ECLI:NL:CRVB:2015:361
Centrale Raad van Beroep
- Hoger beroep
- Rechtspraak.nl
Verlaging van bijstandsuitkering wegens niet-nakoming arbeidsverplichtingen
In deze zaak heeft de Centrale Raad van Beroep op 10 februari 2015 uitspraak gedaan in hoger beroep tegen een eerdere uitspraak van de rechtbank Amsterdam. De appellant, die sinds 7 februari 2011 bijstand ontving op basis van de Wet werk en bijstand (WWB), had zijn arbeidsverplichtingen niet nagekomen door niet te verschijnen op afspraken met het Re-integratiebedrijf Amsterdam. Het college van burgemeester en wethouders van Amsterdam had appellant herhaaldelijk gewaarschuwd en uiteindelijk zijn bijstandsuitkering verlaagd met 30% voor de maand maart 2013 en met 100% voor de maand april 2013, omdat hij zonder geldige reden niet was verschenen op de afspraken.

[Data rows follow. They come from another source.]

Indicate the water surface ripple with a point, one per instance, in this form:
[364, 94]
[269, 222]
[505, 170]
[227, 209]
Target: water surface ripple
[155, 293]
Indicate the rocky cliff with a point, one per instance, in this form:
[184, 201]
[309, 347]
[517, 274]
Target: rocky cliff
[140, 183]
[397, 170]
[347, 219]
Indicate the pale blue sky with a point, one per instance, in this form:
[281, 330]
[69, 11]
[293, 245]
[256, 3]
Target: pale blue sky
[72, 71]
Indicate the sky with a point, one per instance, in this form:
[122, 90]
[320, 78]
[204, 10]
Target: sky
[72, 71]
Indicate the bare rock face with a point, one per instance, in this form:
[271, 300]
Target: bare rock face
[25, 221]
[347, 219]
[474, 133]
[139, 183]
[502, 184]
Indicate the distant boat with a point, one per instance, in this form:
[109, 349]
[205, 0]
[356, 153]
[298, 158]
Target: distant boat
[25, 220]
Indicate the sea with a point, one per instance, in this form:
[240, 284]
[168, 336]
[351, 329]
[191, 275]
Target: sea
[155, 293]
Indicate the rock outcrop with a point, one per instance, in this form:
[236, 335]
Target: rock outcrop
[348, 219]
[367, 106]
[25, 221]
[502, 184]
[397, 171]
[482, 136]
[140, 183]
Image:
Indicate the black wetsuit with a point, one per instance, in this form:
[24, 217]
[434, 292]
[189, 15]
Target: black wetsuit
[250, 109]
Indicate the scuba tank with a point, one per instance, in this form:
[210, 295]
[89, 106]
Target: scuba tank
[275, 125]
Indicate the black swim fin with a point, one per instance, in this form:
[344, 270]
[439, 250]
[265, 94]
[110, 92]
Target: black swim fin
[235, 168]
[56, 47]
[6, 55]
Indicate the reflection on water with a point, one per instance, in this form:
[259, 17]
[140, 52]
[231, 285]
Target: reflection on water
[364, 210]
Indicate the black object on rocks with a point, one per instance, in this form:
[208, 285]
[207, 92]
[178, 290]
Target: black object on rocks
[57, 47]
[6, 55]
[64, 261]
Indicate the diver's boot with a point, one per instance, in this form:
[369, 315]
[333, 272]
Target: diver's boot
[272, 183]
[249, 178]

De rechtbank had het beroep van appellant tegen de besluiten van het college ongegrond verklaard, waarbij werd overwogen dat appellant niet met een geldige reden had afgezegd voor de afspraken. Appellant stelde in hoger beroep dat hij zich ziek had gemeld en dat hij de oproep voor het gesprek op 7 maart 2013 over het hoofd had gezien. De Raad oordeelde dat appellant zelf verantwoordelijk was voor het missen van de oproep en dat zijn ziekmelding geen geldige reden was om niet op het gesprek op 27 februari 2013 te verschijnen.
De Raad bevestigde de uitspraak van de rechtbank en oordeelde dat het college terecht de bijstandsuitkering had verlaagd. Er was geen aanleiding voor een veroordeling in de proceskosten, en de uitspraak werd openbaar uitgesproken op 10 februari 2015.